State and local governments, corporations and the nation as a whole are getting walloped in cyberspace and will continue to do so without real changes to their defenses, Kevin Mandia, chief executive of the security company FireEye, said Tuesday.
Between high-profile events like the SolarWinds hack, which the U.S. government blames on Russian intelligence agents, a zero-day breach in the Accellion file-transfer application and a continuous spate of ransomware incidents, the United States has been taking multiple blows, Mandia said in remarks to an online cybersecurity conference hosted by New York State.
“We are getting sucker-punched in cyberspace as a nation,” he said.
Mandia also told the audience he thinks the SolarWinds breach — in which malicious code was inserted into the network integration software vendor’s supply chain, an attack the U.S. government has pinned on Russian intelligence operatives — will not be an isolated incident.
“Not the first time this has happened,” he said. “I think this will happen again.”
He also noted that with Accellion, a zero-day exploit allowed hackers to carry out extortion attacks — including against several major research universities — without needing to actually deploy ransomware.
But Mandia said it’s with regard to ransomware that organizations continue to be the most vulnerable, especially as most perpetrators reside in places beyond the reach of U.S. law enforcement, like Russia, and collect their payments in hard-to-trace cryptocurrencies.
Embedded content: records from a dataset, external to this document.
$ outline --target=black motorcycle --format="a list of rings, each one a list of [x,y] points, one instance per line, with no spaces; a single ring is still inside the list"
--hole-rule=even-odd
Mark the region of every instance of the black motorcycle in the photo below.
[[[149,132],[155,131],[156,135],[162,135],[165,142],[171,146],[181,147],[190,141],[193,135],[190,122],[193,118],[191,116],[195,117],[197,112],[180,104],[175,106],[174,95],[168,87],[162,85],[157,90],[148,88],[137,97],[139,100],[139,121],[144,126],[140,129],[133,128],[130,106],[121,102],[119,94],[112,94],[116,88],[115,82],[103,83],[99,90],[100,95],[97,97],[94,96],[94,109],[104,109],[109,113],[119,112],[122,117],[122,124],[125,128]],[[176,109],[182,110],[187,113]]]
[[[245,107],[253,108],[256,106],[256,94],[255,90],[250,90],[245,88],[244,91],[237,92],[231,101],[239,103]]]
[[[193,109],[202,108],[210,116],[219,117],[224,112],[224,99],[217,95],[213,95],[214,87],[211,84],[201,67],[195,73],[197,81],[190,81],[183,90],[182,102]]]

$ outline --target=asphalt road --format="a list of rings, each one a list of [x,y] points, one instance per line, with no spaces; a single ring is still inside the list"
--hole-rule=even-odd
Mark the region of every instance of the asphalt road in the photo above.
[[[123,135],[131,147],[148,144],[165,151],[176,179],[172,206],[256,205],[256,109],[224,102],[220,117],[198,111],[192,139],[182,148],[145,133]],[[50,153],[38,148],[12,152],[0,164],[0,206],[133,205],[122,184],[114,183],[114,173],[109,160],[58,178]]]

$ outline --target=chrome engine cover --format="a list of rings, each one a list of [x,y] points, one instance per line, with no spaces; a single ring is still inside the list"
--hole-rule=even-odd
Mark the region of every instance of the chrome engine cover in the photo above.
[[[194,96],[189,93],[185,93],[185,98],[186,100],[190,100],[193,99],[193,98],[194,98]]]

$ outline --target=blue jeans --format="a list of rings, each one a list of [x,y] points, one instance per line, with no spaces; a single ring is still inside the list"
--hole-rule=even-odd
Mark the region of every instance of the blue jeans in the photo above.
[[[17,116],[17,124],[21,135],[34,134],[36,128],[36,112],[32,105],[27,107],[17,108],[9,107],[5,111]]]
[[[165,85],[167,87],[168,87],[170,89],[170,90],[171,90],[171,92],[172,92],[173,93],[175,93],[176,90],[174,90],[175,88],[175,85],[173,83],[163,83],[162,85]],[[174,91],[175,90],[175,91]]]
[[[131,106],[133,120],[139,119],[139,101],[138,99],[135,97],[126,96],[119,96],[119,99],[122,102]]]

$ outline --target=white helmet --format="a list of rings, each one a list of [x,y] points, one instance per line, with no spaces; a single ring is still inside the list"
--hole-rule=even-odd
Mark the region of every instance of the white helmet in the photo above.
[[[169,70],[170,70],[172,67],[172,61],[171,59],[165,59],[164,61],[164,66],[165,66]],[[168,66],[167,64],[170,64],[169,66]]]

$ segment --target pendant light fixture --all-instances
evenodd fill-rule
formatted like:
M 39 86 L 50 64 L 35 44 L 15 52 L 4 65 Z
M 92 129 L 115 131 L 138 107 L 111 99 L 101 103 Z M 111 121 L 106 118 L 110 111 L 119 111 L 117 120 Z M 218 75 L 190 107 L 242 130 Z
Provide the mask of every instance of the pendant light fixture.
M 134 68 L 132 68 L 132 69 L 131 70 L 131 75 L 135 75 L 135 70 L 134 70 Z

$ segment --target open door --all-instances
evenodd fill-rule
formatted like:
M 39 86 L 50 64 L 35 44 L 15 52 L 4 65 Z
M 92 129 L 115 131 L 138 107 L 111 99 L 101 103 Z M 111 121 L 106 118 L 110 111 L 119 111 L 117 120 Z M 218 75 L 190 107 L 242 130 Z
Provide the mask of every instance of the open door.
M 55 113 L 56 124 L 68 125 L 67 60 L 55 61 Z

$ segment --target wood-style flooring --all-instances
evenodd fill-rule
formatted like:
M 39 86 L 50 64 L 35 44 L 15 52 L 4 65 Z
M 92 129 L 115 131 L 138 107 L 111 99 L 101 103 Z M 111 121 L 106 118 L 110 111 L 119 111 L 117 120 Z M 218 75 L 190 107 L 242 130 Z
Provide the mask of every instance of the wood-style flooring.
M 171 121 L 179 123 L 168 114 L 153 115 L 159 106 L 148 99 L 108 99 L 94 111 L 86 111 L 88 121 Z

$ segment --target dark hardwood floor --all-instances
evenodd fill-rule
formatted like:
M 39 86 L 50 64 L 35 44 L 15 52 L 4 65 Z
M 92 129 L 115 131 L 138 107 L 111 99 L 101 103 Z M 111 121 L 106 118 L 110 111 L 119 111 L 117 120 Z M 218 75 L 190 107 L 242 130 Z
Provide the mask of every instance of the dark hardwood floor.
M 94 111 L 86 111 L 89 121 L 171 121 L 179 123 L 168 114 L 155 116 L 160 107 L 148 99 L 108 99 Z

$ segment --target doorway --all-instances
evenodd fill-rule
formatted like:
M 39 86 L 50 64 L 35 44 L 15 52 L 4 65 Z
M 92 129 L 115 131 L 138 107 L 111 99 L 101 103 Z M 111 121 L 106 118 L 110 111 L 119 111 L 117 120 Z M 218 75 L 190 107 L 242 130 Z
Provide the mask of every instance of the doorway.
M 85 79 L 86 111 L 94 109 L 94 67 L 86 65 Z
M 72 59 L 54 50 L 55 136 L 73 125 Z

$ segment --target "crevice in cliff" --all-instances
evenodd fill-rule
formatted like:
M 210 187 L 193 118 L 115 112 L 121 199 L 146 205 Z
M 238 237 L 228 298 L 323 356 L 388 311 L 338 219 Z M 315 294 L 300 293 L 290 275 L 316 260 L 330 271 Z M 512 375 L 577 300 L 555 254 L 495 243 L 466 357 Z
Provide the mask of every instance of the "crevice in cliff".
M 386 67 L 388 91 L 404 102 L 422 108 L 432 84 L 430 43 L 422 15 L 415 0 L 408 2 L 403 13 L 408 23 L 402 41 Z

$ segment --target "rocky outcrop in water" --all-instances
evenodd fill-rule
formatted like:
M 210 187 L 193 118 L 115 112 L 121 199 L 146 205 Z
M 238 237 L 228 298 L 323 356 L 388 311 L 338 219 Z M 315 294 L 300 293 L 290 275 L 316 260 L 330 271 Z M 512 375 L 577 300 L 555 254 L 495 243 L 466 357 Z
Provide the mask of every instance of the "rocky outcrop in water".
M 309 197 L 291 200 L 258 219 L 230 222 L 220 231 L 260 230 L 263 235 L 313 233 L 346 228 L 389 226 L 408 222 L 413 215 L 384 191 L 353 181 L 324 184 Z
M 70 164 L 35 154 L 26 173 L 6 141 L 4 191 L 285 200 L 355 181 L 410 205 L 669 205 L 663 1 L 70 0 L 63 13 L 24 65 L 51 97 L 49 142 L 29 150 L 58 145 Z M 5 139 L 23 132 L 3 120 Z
He said before the rise of bitcoin, digital extortion schemes that collected payments in cash were easier to track.
“We didn’t have a long period of extortion in the mid-2000s, but since the emergence of bitcoin it’s gone way up,” he said. “If you know what you’re doing as an attacker, and you’re not lazy, you can keep what you’re doing with bitcoin relatively anonymous.”
He also said that in addition to becoming more frequent, ransomware incidents are also taking less time to pull off. Rather than spend weeks or months inside a victim’s network before deploying their malware, Mandia said FireEye’s analysts have seen that timeframe go down to about 20 days. Ransomware’s continued adoption of a software-as-a-service model has also added to the damage.
“Even a blind person shooting a gun is going to hit a bird some of the time,” he said. “Right now ransomware actors have unlimited opportunities.”
Mandia recommended that ransomware-prone organizations, like governments and hospitals, incorporate into their cybersecurity strategies plans for how to maintain operations if their network functions are impacted. In some cases, ransomware incidents at hospitals have forced doctors to delay medical procedures.
“How do we operate if our systems are down?” he said. “Ransomware’s impact is rarely predictable. These things are hard to do, but I recommend every organization try it. It’s very important for hospitals to learn how to operate off the grid.”
But he also said one of the best preventative measures is for chief information security officers and their teams to focus more on intelligence and threat analysis, no matter how mundane the work can be.
“You have to have an intelligence component,” Mandia said. “It’s only as good as your rigor and discipline to catalog what you know. No threat analyst likes logging technical details, you’ve just gotta do it.”